J’ai réussi une avancée ponctuelle en organisant avec l’aide logistique du pôle écologique du PS un colloque à l’Assemblée nationale le 25 janvier 2011: « Pic pétrolier, quelles conséquences politiques pour 2012 ». Le porte-parole du pôle, Géraud Guibert, ne croyait pas au succès d’une telle réunion, il n’avait réservé qu’une petite salle. Finalement il a été obligé de réserver la salle du groupe parlementaire socialiste, et même cette salle a été trop petite, nous avons refusé beaucoup de monde. Il est vrai que ce jour-là le pétrole a failli vraiment entrer en politique : deux députés à la tribune, 7 ou 8 présents dans la salle. Je fais l’introduction suivante.

« L’objectif de ce colloque est simple, faire entrer le pétrole en politique. Ce n’est pas le cas aujourd’hui. Les politiques envisagent (un peu) le réchauffement climatique mais pas du tout la déplétion pétrolière et donc la crise générale qui suivra le pic pétrolier. Le premier choc pétrolier (suite au quadruplement des prix du baril en 1973) avait inspiré la campagne de René Dumont, candidat aux présidentielles de 1974. Les analyses du mouvement écologiste naissant restent d’actualité : « En surexploitant les combustibles fossiles, on vole les ressources des générations futures. » ; « Nous demandons l’arrêt de la construction des autoroutes, l’arrêt de la fabrication des automobiles dépassant 4 CV, nous luttons contre la voiture individuelle… » De même en avril 1977, le président Carter s’adressait à la nation grâce à la télévision: « Ce que je vous demande est l’équivalent d’une guerre. Il s’agit bel et bien de préparer un monde différent pour nos enfants et nos petits-enfants. » Il propose d’économiser l’énergie.

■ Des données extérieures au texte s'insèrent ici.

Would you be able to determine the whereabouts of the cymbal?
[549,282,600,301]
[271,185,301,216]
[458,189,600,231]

Mais sa cote de popularité est divisée par 2 (de 70 à 35 au début de 1978). De plus le contre-choc pétrolier (la baisse du prix du baril) à partir de 1986 éloigne la problématique pétrolière des esprits. Les groupes d’étude du Grenelle sont restés muets sur cette question. Certes, un groupe a planché sur le thème « lutter contre le changement climatique et maîtriser la demande en énergie ». Mais dans le rapport publié, les économies d’énergie ne sont pas considérées comme une nécessité, simplement comme une solution pour réduire les émissions de dioxyde de carbone. Dans le groupe 2, sur le thème « Préserver la biodiversité et les ressources naturelles », pas de discussion ! A croire que le pétrole n’est pas une ressource naturelle. Pourtant tous les analystes annoncent la catastrophe.

Dès 1979, un ingénieur de l’industrie automobile, Jean Albert Grégoire, publie Vivre sans pétrole. Pour lui, « Apercevoir la fin des ressources pétrolières, admettre son caractère inéluctable et définitif, provoquera une crise irrémédiable que j’appellerai crise ultime. » Il faut ensuite attendre 2003 pour que l’après-pétrole soit à nouveau analysé par Richard Heinberg dans Pétrole, la fête est finie. Un autre Américain, JH Kunstler, parle même en 2005 de la « Longue Catastrophe » qui accompagnera la déplétion pétrolière. La même année en France Yves Cochet, un des intervenants de ce colloque, est encore plus incisif, il envisage une pétrole apocalypse. « L’idée générale de tous ces auteurs est la même : plus nous attendrons, plus le choc sera terrible. Maintenant des rapports militaires, ceux de la Bundeswehr ou du Pentagone, se préoccupent vraiment de l’insécurité qui suivra le pic pétrolier. Les citoyens commencent à s’inquiéter, la fréquentation de ce colloque le prouve. Plus de 200 personnes dans cette salle comble et nous avons refusé par manque de place l’inscription de plus de 100 autres personnes. Que font les politiques alors que la descente énergétique est imparable ? » (à suivre)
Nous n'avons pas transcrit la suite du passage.